The cliché usually runs: From disaster to relief. But judging by a recent lead story of one of the country’s most well known newspapers, the reverse might well be true. Headlined, “No disaster communication system despite spending crores,” it points out that the Uttarakhand calamity has highlighted how advanced communication technology available with the government,was not deployed either for preparing for it or for quick response. “There were no early warning systems, and once disaster struck, no communication system for several days as mobile networks collapsed.”

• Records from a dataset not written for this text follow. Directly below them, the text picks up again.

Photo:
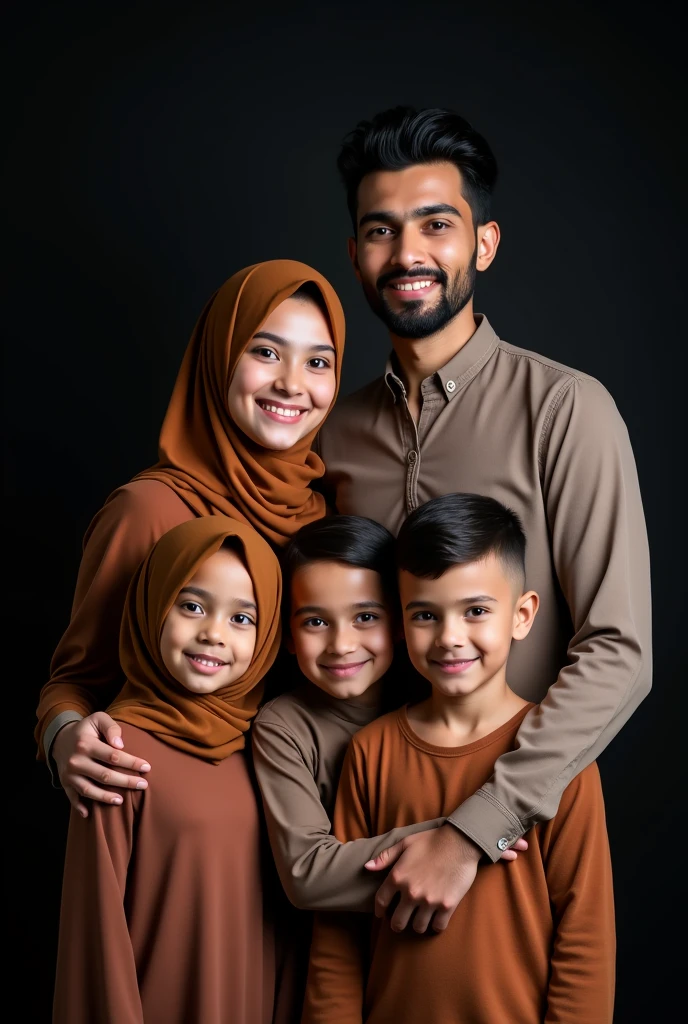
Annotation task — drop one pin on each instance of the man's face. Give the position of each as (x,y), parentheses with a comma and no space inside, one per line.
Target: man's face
(416,251)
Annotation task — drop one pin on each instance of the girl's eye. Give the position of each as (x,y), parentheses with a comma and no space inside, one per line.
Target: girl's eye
(241,620)
(366,617)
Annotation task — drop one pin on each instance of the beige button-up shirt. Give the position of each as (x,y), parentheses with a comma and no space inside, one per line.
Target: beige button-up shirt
(549,442)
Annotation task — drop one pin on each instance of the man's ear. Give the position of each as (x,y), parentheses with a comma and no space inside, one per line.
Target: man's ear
(524,614)
(353,256)
(487,242)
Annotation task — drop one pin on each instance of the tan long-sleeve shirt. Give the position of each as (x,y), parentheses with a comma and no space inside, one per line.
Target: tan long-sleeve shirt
(548,441)
(530,942)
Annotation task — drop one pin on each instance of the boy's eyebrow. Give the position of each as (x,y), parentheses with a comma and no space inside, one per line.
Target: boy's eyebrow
(311,609)
(389,217)
(278,340)
(209,597)
(477,599)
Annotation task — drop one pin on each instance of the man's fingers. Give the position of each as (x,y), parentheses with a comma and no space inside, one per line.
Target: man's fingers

Those who remember the 2004 Tsunami assault or the flood havoc caused by the River Kosi changing its course, may not be too surprised. During the 2004 Tsunami, it was the low cost community communication mechanisms that often showed the way despite sophisticated surveillance systems deployed by the government. The experience of the MSSRF Village Information Centre in Nallavadu – a fishing village in coastal Tamil Nadu – is a case in point. The warning that the local community received on December 26, 2004 did not come from the internet, or a government weather surveillance system, but from a former project volunteer who was based in Singapore one and was “watching a news item about the earthquake that had just occurred off the coast of Indonesia. Worried about the potential impact on his family of giant waves that were reported to be spreading across the Indian Ocean, he telephoned his sister in Nallavadu.” The information was disseminated through the MSSRF public loudspeaker. The result was that “not one of more than 3,500 villagers lost their lives.” In fact the potential of community radio as underlined by Navin Chawla (then I & B Secretary) when he acknowledged that it “was an important component in disaster preparedness.” Mr Chawla requested Dr Sridhar, then head of Anna FM, (which was the sole community radio station at that time) to set up a similar community radio station at the Nicobar islands. Unfortunately, there was little or no government follow up.

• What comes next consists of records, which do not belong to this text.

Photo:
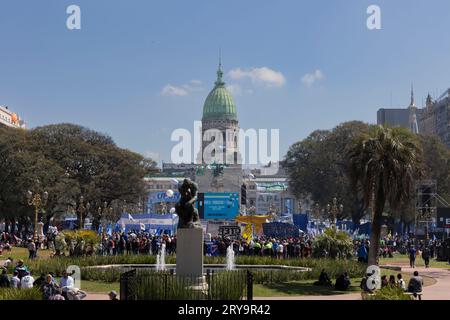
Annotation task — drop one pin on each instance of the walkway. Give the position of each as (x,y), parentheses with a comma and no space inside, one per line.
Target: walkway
(438,291)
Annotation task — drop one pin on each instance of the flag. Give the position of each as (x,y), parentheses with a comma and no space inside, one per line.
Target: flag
(248,232)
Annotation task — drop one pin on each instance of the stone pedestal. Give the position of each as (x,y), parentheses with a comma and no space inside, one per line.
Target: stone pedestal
(190,252)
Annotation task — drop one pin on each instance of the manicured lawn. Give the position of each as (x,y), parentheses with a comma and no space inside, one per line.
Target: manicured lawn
(307,288)
(300,288)
(404,260)
(99,287)
(18,253)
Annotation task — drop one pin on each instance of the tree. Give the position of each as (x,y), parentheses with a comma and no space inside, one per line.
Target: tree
(385,162)
(70,161)
(317,167)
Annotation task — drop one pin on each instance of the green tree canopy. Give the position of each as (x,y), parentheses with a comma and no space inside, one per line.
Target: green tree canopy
(69,161)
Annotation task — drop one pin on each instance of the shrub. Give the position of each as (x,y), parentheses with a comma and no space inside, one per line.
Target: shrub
(82,241)
(226,285)
(333,244)
(388,293)
(333,267)
(20,294)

A similar scenario unraveled post the Kosi floods in Bihar in 2008. Despite efforts from community radio advocates to initiate emergency radio, their proposals fell on deaf ears  within New Delhi’s corridors of power. About three months post the floods, a field recce carried out by AMARC in North Bihar suggested that the relief mechanisms left much to be desired. While the promises were many, delays had aggravated a shortage of food provisions, health problems and infrastructure break downs. While village after village bemoaned the lack of timely information, the role of mobile telephony was applauded. Similar sentiments were evinced about radio.But there was a twist to the tale. It was BBC Hindi service that was unanimously applauded to be the most comprehensive information player. AIR Featured—but it appeared to come a distant second except for its farm radio programmes.

Now that NDMA have reiterated the critical importance of community radio and the relevance of a network of community based FM stations in Uttarkhand, we need to hit the ground running. All of us need to support and explore how we can strengthen the efforts made by community radio advocates and practitioners in CRF, CRAI, and like minded groups to make community radio stations a reality in the affected areas. From Nepal, to Haiti, to Japan community radio has proven credentials in terms of disaster mitigation and management. We can afford to ignore the writing on the wall – only at the peril of allowing relief to blindly hurtle into yet another disaster.